Here's where to look:

  • Online high-yield savings accounts offer the best combination of high APY and easy access to your money. Many have no minimum balance requirements and no monthly fees.
  • Certificates of Deposit (CDs) lock your money for a set term (3 months to 5 years) in exchange for a guaranteed fixed APY. Longer terms often pay higher rates.
  • Money market accounts combine higher APYs with check-writing and debit card access, though they may require higher minimum balances.

Before opening any account, verify that the institution is FDIC-insured (banks) or NCUA-insured (credit unions). Compare APYs, minimum balance requirements, fees, and withdrawal limits.

Is APY Paid Monthly or Yearly?

APY is an annual rate, but most banks actually pay interest monthly. Here's how it works: the bank divides your APY into 12 monthly portions and credits your account each month.

For example, with a 4.50% APY on $10,000, you won't receive $450 at the end of the year in one lump sum. Instead, you'll receive roughly $36.70 in the first month (slightly less than 1/12 of the annual total because compounding builds gradually).

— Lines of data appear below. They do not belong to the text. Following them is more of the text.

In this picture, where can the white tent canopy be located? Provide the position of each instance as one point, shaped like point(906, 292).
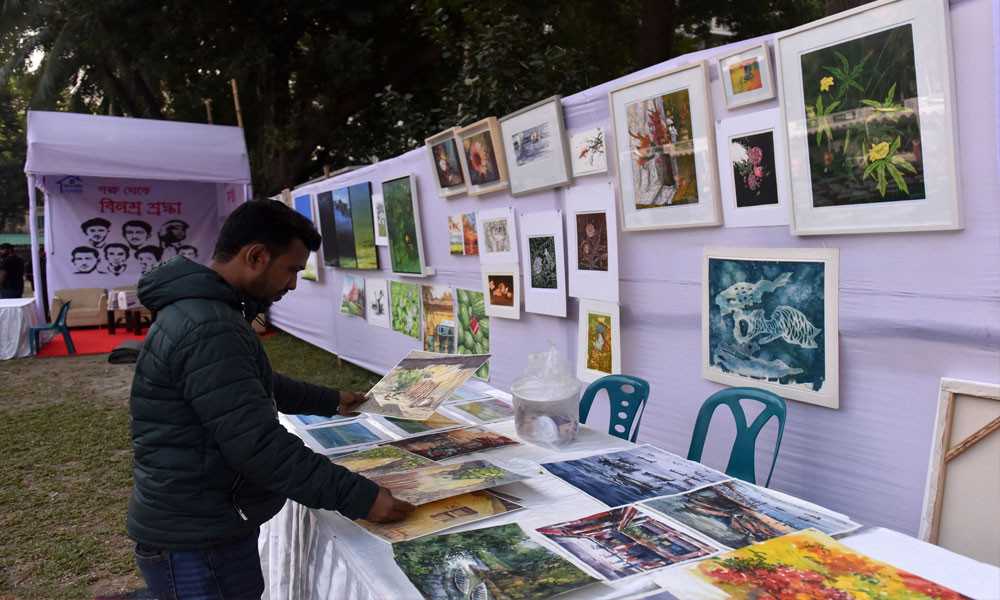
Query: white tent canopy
point(61, 144)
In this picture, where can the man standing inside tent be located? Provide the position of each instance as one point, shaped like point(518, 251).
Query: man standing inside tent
point(212, 462)
point(11, 273)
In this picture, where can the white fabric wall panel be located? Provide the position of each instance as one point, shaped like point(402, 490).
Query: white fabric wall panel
point(913, 307)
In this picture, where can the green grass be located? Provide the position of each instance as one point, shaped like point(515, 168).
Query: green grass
point(66, 477)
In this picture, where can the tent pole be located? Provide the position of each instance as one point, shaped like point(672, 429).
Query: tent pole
point(36, 263)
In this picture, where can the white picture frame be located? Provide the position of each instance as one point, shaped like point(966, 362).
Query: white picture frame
point(930, 146)
point(447, 163)
point(588, 282)
point(737, 192)
point(736, 72)
point(496, 233)
point(542, 244)
point(377, 294)
point(666, 176)
point(770, 320)
point(534, 143)
point(507, 275)
point(592, 348)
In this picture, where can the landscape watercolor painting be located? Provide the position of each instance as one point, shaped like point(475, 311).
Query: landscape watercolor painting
point(623, 542)
point(627, 476)
point(738, 514)
point(500, 563)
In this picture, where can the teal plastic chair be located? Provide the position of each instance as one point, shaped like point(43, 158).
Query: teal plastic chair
point(626, 407)
point(59, 325)
point(741, 460)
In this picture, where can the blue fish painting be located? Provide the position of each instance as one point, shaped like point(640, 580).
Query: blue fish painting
point(767, 318)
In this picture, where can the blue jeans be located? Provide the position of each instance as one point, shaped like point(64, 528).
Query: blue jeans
point(227, 572)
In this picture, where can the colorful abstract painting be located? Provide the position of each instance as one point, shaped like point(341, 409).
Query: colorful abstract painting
point(456, 442)
point(419, 384)
point(434, 482)
point(627, 476)
point(738, 514)
point(808, 564)
point(439, 318)
point(662, 146)
point(473, 327)
point(624, 541)
point(442, 514)
point(500, 563)
point(862, 110)
point(405, 298)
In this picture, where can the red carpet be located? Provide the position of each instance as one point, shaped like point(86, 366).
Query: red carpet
point(88, 341)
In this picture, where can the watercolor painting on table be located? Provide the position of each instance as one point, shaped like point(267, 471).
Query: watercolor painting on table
point(345, 434)
point(353, 298)
point(861, 103)
point(738, 514)
point(419, 384)
point(772, 321)
point(809, 564)
point(437, 516)
point(439, 318)
point(627, 476)
point(381, 460)
point(434, 482)
point(623, 542)
point(499, 562)
point(456, 442)
point(473, 327)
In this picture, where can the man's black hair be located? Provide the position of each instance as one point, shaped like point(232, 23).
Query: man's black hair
point(137, 223)
point(116, 245)
point(86, 249)
point(264, 222)
point(95, 221)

Each subsequent month, you earn interest on a slightly larger balance.

Some banks compound daily but credit monthly. Others compound and credit monthly. The frequency of crediting doesn't change your APY, it just changes when you see the money appear in your account.

Compare savings accounts to find accounts with the APY and payout schedule that works for your savings strategy.

Frequently Asked Questions

What is APY and how does it work?

APY stands for Annual Percentage Yield. It measures the total interest you earn on a deposit or savings account over one year, including the effect of compound interest. Unlike a simple interest rate, APY accounts for how often your interest compounds (daily, monthly, quarterly), giving you an accurate picture of your real earnings.

How is APY calculated?

APY is calculated using this formula: APY = (1 + r/n)^n - 1, where r is the nominal annual interest rate and n is the number of compounding periods per year. For example, a 4% interest rate compounded daily (365 times per year) gives an APY of 4.08%.

What is a good APY on a savings account?

A good APY depends on current market conditions. As of 2026, the national average savings account APY is 0.39%, but the best high-yield savings accounts offer 4.00% to 5.00% APY. Any rate significantly above the national average is considered good. Online banks and credit unions typically offer the highest APYs.

What is the difference between APY and APR?

APY measures what you earn on savings and investments, while APR measures what you pay on loans and credit. APY factors in compound interest on your earnings. APR includes the interest rate plus lender fees on borrowed money. When saving, look for a high APY. When borrowing, look for a low APR.

Is APY paid out monthly?

APY is an annual rate, but most banks pay interest monthly. The bank divides your annual yield into monthly portions and credits your account each month. Compounding means each month's interest payment slightly increases, because you're earning interest on previously earned interest.

Does a higher APY mean more risk?

Not necessarily. As long as your money is in an FDIC-insured bank or NCUA-insured credit union, your deposits are protected up to $250,000 per depositor, per institution. Online banks often offer higher APYs because they have lower overhead costs, not because they're riskier.